Located in Grand Staircase-Escalante National Monument, Willis Creek is a flat trail that follows a wash through a series of short slot canyons. It does not require any scrambling or technical gear and the steep, high walls never get closer than about 4 feet — making it a good intro for those who have never played Utah’s slots before. One look at the curvaceous cliffs on either side and you and you’ll know you’ve hit the outdoor jackpot. On parts of the trail, the Willis Creek narrows open up to wider spaces. Colorful rock formations are dotted with evergreens. A small arch is visible about 1.5 miles into the hike, high on the cliff ahead of you.

The trail starts across the road from the parking lot. The first slot can be entered from either the left or the right, but we recommend staying to the right. The trail wraps around some brush and offers an easier descent on dirt rather than the left side’s smooth rock.
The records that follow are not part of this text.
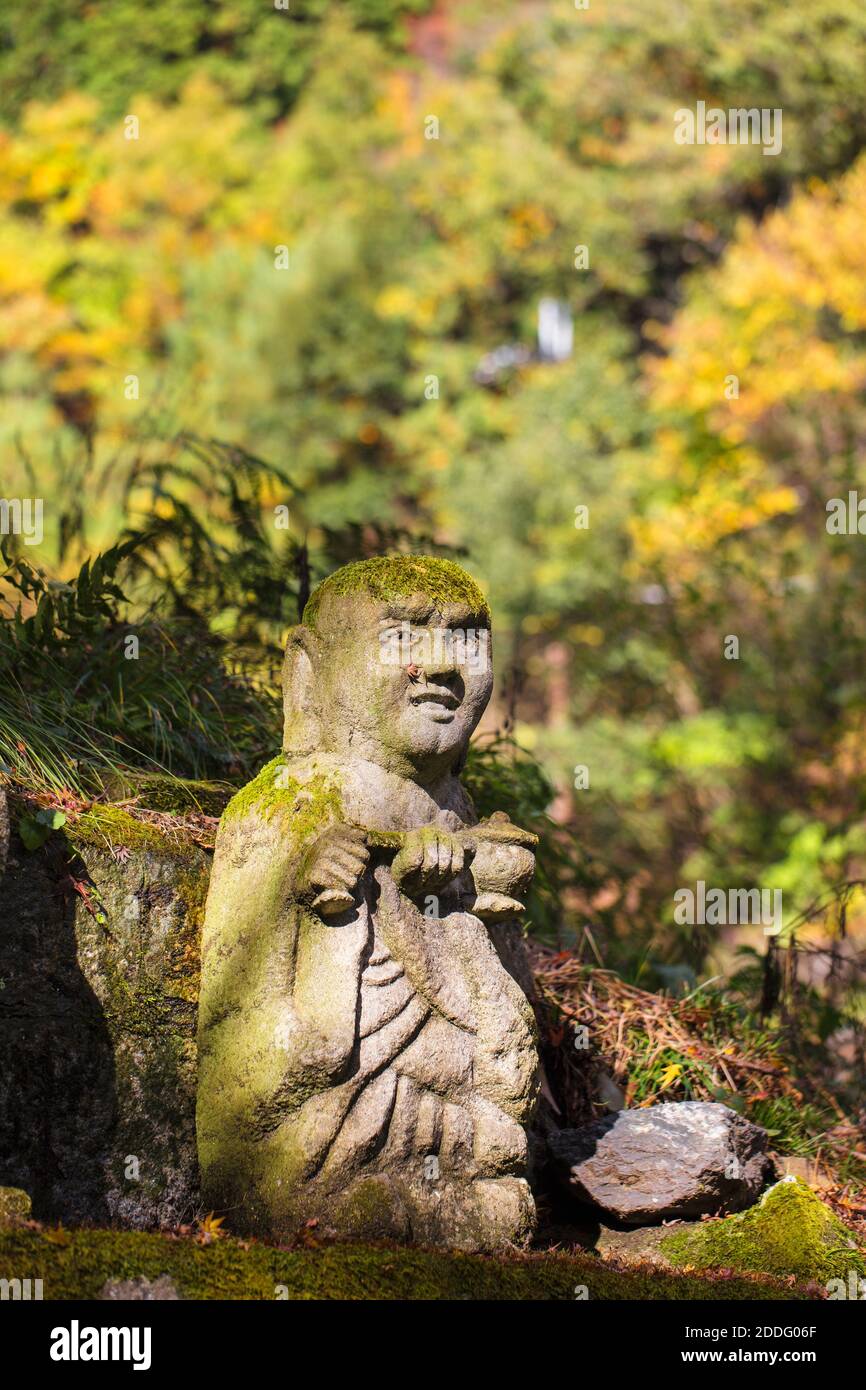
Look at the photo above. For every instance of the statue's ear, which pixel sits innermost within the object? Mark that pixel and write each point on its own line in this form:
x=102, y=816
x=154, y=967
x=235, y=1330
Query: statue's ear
x=302, y=726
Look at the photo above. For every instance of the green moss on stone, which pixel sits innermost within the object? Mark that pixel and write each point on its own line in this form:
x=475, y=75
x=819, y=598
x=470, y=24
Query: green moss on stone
x=78, y=1264
x=790, y=1232
x=392, y=577
x=307, y=805
x=14, y=1204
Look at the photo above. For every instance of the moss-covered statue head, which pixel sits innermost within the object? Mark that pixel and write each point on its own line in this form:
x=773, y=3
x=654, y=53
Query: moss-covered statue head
x=391, y=663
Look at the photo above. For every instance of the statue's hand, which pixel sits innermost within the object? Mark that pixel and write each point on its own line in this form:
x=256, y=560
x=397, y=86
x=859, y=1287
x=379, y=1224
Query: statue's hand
x=428, y=861
x=334, y=866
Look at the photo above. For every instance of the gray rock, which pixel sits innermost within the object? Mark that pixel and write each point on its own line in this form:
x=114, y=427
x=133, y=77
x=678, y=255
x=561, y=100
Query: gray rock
x=97, y=1022
x=141, y=1290
x=670, y=1161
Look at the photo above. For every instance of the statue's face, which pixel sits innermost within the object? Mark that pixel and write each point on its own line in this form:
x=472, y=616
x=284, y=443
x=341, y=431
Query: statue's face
x=403, y=680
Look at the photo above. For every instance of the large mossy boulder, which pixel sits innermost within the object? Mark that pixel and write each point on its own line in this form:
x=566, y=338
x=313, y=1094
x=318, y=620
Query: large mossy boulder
x=790, y=1233
x=97, y=1264
x=99, y=983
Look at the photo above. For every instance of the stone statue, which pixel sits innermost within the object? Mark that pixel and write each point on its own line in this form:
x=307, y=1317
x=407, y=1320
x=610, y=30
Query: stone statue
x=367, y=1057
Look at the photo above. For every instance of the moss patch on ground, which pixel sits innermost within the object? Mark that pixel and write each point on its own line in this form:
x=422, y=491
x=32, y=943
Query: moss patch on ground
x=160, y=791
x=392, y=577
x=790, y=1232
x=77, y=1264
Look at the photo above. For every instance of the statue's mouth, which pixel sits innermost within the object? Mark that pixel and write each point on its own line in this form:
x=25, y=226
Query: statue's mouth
x=445, y=699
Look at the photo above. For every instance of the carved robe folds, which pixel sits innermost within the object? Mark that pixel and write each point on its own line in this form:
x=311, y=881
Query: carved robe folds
x=374, y=1070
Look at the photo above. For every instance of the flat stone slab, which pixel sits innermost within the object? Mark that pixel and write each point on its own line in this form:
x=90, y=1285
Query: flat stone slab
x=674, y=1161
Water may or may not be flowing depending on when you visit. The Willis Creek trail can get icy during the winter months. Spring and early summer are popular times to hike. A small waterfall is visible when the creek is flowing, but could very well be non-existent by the end of April during a drought year.

With or without those few inches of water to wade across, the mixture of sand and loose rocks makes for slightly slower hiking than a hard-packed surface. And if you’re with kids, you’ll need to factor in some extra time for the younger ones to inspect colorful rocks in the creek bed and older ones to take a few selfies along between the walls that resemble rows of noses.

Most people turn around after exiting the last canyon (which is the best one, BTW), but you can continue on the wide wash to the confluence of Sheep Creek if you choose. This adds about another 1.5 miles to the total distance.

From Highway 12 in Cannonville, head south on Kodachrome Road. Follow it for 2.7 miles until you see the wind whirligigs that look like they are straight outta the movie “Twister.” You’ll also see some inviting red picnic tables off to the right of Skutumpah Road (BLM 500). Yes, there is also a clearly marked sign. But it’s easy to miss when you’re mesmerized by the twirling metal. And no, you don’t have to worry about tornados here.

Turn on Skutumpah and take it slow. Like any dirt road, the condition of Skutumpah is dependent on the weather and the drivers before you. It may be impassible after heavy rain. Otherwise, you may encounter small sections with water runoff and large sections of washboards. There are a few steep climbs as well.

Experienced drivers should have no problem traversing the terrain in dry conditions, assuming they are in a vehicle with all-wheel or four-wheel drive. (Yes! The Honda Pilot you affectionately refer to as Maverick can make it!) But inexperienced drivers may struggle in places no matter what vehicle they are driving. Even a Jeep can slip and slide in loose rock on a steep descent without the right person behind the wheel.

Follow the road for about 4.4 miles, then go right at the split to stay on Skutumpah. Shortly thereafter you’ll cross Sheep Creek. Keep going for another 1.6 miles. The road makes a hard left. Continue for another 1.7 miles to the Willis Creek trailhead parking lot, which is on the right.

As with any slot canyon, check current flash flood watches and warnings before entering Willis Creek Canyon. Conditions can change quickly and no one can outrun a flash flood. Not even Usain Bolt.

Bring a map with you or take a screenshot of the directions. Cell service does not exist in these parts.

Sign the register located under the tree on the far side of the parking lot. This not only helps search and rescue teams find your crew in case of an emergency, but other hikers will leave comments about current hazards. And it’s fun to see where other hikers came from. New Jerseyans and Parisians may not have a lot in common, but they can bond over the beauty of Willis Creek Canyon.